Hocaefendi “Kur’an’ın Altın İklimi” kitabında ashab-ı kiram ve tâbiûn efendilerimizin Ku’an’la nasıl bütünlüşteklerini şöyle anlatmaktadırlar: “Nebilerden sonra bizim için uyulması gereken en önemli insanlar sahabe efendilerimizdir. Çünkü onlar, oturan-kalkan, gezen-uyuyan canlı birer Kur’ân gibiydiler. Onların her hâl, her tavır ve her davranışlarında Kur’ân nümâyândı. Herbiri tepeden tırnağa âdeta Kur’ân olmuştu. Evet, onların her hâlleri Kur’ân’dı. Onlar ve onlardan sonra gelen tâbiûn hazerâtı, gönül ve kafalarını o denli Kur’ân’a vermişlerdi ki, hayatları da bütünüyle Kur’ân’ın temsilinden ibaret olmuştu.. öyle ki, o aydınlık çağda ümmî hiçbir insan kalmamıştı da sabanın kuyruğundan tutup çiftçilik yapan kimseler dahi, Kur’ân’a ait hükümleri çok rahatlıkla münakaşa edebiliyor ve normal sohbetlerinde bile ilmî en derin meselelerin müzakeresini yapabiliyorlardı.

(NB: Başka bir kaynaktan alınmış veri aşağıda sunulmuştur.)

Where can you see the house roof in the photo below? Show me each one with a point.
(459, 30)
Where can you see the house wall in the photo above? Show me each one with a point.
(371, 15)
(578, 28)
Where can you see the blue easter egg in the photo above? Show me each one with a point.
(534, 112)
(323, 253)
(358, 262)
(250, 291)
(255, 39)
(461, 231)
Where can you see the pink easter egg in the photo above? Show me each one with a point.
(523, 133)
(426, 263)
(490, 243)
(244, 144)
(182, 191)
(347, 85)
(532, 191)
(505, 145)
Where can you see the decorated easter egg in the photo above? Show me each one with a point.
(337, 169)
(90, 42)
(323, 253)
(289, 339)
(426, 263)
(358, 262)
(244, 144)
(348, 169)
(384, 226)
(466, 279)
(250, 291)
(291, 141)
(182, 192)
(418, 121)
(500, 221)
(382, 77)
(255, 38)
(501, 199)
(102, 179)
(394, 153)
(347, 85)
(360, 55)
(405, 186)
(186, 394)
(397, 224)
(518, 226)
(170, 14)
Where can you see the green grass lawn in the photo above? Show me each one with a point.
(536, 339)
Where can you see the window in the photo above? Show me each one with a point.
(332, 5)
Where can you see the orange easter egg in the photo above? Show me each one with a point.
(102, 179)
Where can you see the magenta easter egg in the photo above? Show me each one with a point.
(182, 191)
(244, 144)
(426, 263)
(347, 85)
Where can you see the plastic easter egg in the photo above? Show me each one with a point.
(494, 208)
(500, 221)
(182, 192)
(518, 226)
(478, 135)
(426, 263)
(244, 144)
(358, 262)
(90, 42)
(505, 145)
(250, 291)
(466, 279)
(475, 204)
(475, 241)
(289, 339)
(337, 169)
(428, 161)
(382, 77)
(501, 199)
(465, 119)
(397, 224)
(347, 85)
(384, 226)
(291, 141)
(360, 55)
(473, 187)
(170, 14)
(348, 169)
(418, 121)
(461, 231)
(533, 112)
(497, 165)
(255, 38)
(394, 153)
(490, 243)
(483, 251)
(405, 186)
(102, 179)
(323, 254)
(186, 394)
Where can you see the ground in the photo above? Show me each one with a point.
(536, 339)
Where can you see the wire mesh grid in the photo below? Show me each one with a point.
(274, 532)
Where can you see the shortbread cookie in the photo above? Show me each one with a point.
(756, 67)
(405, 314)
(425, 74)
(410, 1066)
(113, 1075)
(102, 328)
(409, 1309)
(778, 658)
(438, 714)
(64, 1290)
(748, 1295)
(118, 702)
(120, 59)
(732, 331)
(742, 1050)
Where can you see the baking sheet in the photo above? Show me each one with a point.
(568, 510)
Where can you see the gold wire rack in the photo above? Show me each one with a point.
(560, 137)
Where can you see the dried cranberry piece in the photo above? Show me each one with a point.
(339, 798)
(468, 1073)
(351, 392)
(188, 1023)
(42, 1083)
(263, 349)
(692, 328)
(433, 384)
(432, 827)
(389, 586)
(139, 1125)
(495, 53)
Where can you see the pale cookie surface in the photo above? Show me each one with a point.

Sahabeler ve müçtehidîn-i izâm…
Hususan, sahabeden ilimde önde olanlar, tabiinden binlerce alimlerin yetişmesine vesile olmuşlardır. Hz. Ömer tarafından bu amaçla “Ben size Abdullah İbn-i Mes’ûd’u göndermekle sizi nefsime tercih ettim.” diyerek Kufe’ye gönderdiği Abdullah ibn-i Mesud Hazretleri (radıyallâhu anhüma) sayıları yüzlere baliğ olan fakih, müfessir, muhaddis ve kurraların bulunduğu dört bin civarında talebe yetiştirmiştir.
Daha sonra gelen müçtehidîn-i izâm, Rasûl-ü Ekrem’in (sallallahu aleyhi ve sellem) bu beyanlarına ve uygulamalarına ve O’nu en iyi anlayıp bunu hayatlarına yansıtan sahabelerin tatbikatlarına bakarak “Kur’an’da Allah (celle celâluhu) ne demek istiyor, marziyat-ı ilahi nedir?” sorusuna cevap aramışlar ve bu hususta çok güçlü ve sistematik bir metodoloji ortaya koyabilmişler ve çok başarılı fıkıh ekolleri geliştirebilmişlerdir.
Hocaefendi, aynı yazıda müçtehidîn-i izâmın bu önemli rolüne vurgu yapmaktadırlar: “Sahabeden sonra ise Peygamber yolunun en güzel temsilcileri mezhep imamları başta olmak üzere selef uleması olmuştur. Dini doğru anlamadan başka hiçbir dertleri olmayan bu büyük zatlar neyin nasıl yorumlanması gerektiğini izah etmişler ve nasların nasıl anlaşılacağına dair çok önemli disiplinler ortaya koymuşlardır. İnsanlığın İftihar Tablosu, insanlığı aydınlatmak için fevkalâde bir donanımla gönderildiği gibi, özellikle İmam Ebû Hanife, İmam Mâlik, İmam Şafiî ve İmam Ahmed İbn Hanbel de bir yönüyle özel donanımlı olarak yaratılmışlardır. Onlar sayesinde dinî mevzularda hiçbir şey muğlak kalmamıştır. Din, onlar sayesinde sahabenin anladığı gibi bize intikal etmiştir. Dolayısıyla Peygamber yolunun anlaşılmasında ve yaşanmasında onların da çok önemli hizmetler yaptıkları iyi bilinmeli, onlara saygıda kusur edilmemeli ve bu büyük müçtehitlerin güzergâhı terk edilmemelidir.”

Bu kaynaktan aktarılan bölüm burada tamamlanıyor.